Lessening Competition-(26.08.03)

The Enterprise Act will contain the rules by which the OFT will judge mergers and anti competitive behaviour. In its original remit there seemed to be a presumption that it would judge what was in the consumer interest. The clauses within the Enterprise Act, which could have fleshed out what this means, instead seem to focus on structural issues.

The main judgement that is made on mergers is whether or not there would be "a substantial lessening of competition". This is primarily a market power concept that fits with a traditional structure, form and conduct approach to monopoly economics. This is very different from judging something in the consumer interest, as the judgement presumes that monopoly potential is bad and absence of monopoly power is therefore a public good. Whilst there are many examples of monopoly being a disbenefit to consumers, the reverse does not necessarily follow.
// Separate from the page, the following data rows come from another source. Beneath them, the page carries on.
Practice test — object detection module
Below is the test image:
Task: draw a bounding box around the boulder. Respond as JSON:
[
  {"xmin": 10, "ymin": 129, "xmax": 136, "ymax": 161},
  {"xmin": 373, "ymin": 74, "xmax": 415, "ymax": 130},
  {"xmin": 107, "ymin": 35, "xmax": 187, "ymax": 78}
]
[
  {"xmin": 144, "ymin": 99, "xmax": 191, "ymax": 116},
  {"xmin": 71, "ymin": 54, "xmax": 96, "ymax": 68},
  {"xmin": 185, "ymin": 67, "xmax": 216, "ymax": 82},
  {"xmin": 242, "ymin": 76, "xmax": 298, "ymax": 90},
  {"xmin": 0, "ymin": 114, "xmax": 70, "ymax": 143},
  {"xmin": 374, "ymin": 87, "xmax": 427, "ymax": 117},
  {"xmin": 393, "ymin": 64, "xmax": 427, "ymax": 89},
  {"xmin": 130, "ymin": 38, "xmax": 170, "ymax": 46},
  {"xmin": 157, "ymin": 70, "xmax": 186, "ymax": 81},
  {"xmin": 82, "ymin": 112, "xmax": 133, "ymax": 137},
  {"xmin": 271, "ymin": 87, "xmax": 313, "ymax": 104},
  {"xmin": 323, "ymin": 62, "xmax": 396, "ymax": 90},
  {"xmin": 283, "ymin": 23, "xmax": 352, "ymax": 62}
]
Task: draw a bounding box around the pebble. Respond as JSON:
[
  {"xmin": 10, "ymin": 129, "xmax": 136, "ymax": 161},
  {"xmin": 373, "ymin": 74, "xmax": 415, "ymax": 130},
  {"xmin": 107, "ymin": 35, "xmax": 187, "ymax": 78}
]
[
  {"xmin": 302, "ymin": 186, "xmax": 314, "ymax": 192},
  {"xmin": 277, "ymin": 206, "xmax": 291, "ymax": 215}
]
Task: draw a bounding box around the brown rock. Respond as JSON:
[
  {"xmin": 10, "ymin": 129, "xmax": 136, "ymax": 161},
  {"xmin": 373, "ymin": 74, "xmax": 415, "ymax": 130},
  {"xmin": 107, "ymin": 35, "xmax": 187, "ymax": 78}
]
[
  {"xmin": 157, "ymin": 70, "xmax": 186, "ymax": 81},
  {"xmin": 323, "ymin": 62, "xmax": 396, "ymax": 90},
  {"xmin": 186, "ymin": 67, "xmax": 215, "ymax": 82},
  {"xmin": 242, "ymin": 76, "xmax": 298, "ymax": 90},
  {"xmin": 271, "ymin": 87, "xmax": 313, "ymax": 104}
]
The OFT carries out a test to judge the substantial lessening of competition. This covers:

- analysing the competitive market immediately after a merger
- looking at a furture impacts of a loss of close competitiors
- considering market dynamics that will reduce the cost of merger over time
- buyer power and supply side considerations
- potential for efficiency gains from a merger
- failing firm considerations

The key to these points is that many of these can be seen as being part of the presumption that a merger has benefits rather than a presumption that it would be against the consumer interest. It is possible that efficiency gains would be too speculative to be of benefit to consumers or that a failing firm is a result of existing monopoly power rather than consumer choice. These rules are too similar to broad presumption in favour of merger rules that tended to dominate UK competition policy during the 1980's.

What is needed is a separate approach based on evidence of firm behaviour and its effects on consumers. This is however subjective. The situation where merger options have either positive or negative effect on consumer benefit is obvoius from the Safeway takeover battle, an ideal example of where a consumer centric approach would produce a quicker and far more equitable result than the above process.